Onward! (Thinking in OO)

Posted by zoebisch on July 6, 2017

I heard someone once referenced as saying something to the effect that people who learned how to program in procedural methods would never make the transition to Object Oriented Programming (OOP).

I don’t believe this is true. We can do anything we put our minds and effort to!

Working in the OO realm is both very much the association between things (objects) as well as the things (objects) themselves. Once you learn to think like this, your writing will reflect this concept. The code begins to become an extension of thought, and once thought is ordered in line with the syntax of the language, things will more readily be written into existence.

I want to draw on a parallel with learning a spoken language. Why do immersive courses have some of the highest success rates for students emerging with not only a strong grasp on the language, but more importantly, on the conveyance of thoughts and ideas through the contraints and filters of cultural aspects?

Let’s say there are two people learning to speak Spanish. In this example, the first person, “Bob” is learning in a standard classroom environment. The second person, “Dave” is learning by being placed in a home in Mexico. While Bob has access to all forms of media, what Bob lacks is the cultural impression which has given rise to the language. Dave, while lacking any formal text, has all of the cultural impressions constantly surrounding him.

Both will likely begin to piece things together, slowly compiling useful phrases and words into their knowledgebase. The difference is Dave will always be in a position of need based learning, while Bob has the luxury of putting off the necessary by falling back to his native language. In other words, if Bob needs to use the restroom in a restauarant, he simply needs to fall back and ask “Where is the bathroom”? Dave will likely at first fumble on his first attempt, crudely and very un-natively forcing out “Dónde - está - el - baño”?. Bob will mutter these words to himself at home, over and over. Maybe he’ll take a trip to a location where Spanish is spoken and try out his new phrase. Over time both Bob and Dave will have compiled a list of phrases and words.

The big difference is that Dave will have the distinct advantage of association and context. Within a month, where is the bathroom sounds like “Permíso, Dondesta el bano” (dropping the “con” and stringing donde and esta together)? Dave has begun to master context. When, where and how it sounds right. The words are conveyances of ideas, with little importance placed anymore on the individual words themselfs. Bob is likely still stuck on the words.

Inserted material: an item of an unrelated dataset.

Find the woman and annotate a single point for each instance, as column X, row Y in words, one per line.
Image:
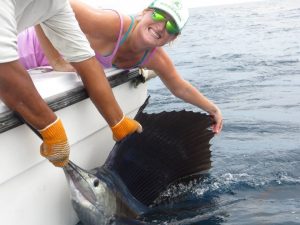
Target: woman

With that, learn to begin to see your code not as a list of words and instructions, but as conveyances for ideas.

When you see

class Box 
  attr_accessor :a, :b, :c, :d
	
  def initialize(a,b,c,d)
    @a = a 
    @b = b 
    @c = c 
    @d = d 
  end
  
end

You will go from reading and associating what a, b, c, d are within the context, to simply seeing a box with four sides. It would be ok, and arguably very important, to ask yourself questions at this point: “Where is the top and bottom”? “Couldn’t they all be the same size or only two sizes”? to a likely conclusion “Oh, it’s a box without a top or bottom, that for some reason needs to identify it’s sides to the world”.

So if you grew up like Bob, learn to think like Dave. You have the grammar, now just seek the context.